Loyalty programs of social service providers (e.g., library cards). If they are not accompanied by administrative penalties, you can simply stop using the service and allow the card to become inactive.
Each program has its own procedure. In most cases, you need to submit an online form or send a written request by registered mail with a description of the circumstances and your departure date. For provincial health services, it is usually sufficient to complete an online application for a “change of residency status” and attach a copy of your passport with exit stamps. At the CRA, submitting form NR73 or indicating your resident status on your T1 return is the main thing to do. For Service Canada, you should log in to your personal account and send a letter requesting suspension of OAS or CPP in the “correspondence” section.
It is equally important to keep all copies of the documents you send, proof of mailing, and responses from the authorities. In case of disputes or errors, this will serve as proof that you have fulfilled all your obligations.

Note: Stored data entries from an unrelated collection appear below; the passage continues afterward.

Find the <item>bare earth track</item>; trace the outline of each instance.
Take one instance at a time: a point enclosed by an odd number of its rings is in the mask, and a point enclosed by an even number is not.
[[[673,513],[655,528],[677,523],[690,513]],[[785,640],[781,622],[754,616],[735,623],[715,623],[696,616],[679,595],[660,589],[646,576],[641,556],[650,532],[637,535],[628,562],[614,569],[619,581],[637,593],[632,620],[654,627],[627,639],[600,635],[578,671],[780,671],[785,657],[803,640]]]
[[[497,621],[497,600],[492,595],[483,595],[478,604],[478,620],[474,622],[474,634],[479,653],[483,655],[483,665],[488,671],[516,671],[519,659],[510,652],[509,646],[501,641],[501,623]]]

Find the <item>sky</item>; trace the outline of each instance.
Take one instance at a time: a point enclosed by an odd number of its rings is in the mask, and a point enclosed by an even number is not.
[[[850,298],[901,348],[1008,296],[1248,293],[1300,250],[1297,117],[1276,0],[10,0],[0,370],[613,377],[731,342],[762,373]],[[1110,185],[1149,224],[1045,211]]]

Closing all accounts is not a universally correct decision when leaving Canada. For each program, you need to assess your plans for return, the length of your departure, and the nature of the payments. It is advisable to close or suspend provincial health insurance and municipal benefits immediately to avoid accumulating penalties and unauthorized payments. At the same time, it is better to leave your accounts with the Canada Revenue Agency, My Service Canada Account, CPP, OAS, and Canada Child Benefit open and simply update your residency status or address.
General steps: determine the type of program, find out the residency requirements, submit an online application or written request, and keep the confirmation. This approach will help you avoid bureaucratic pitfalls, maintain access to the benefits you are entitled to, and greatly simplify your return to Canada in the future.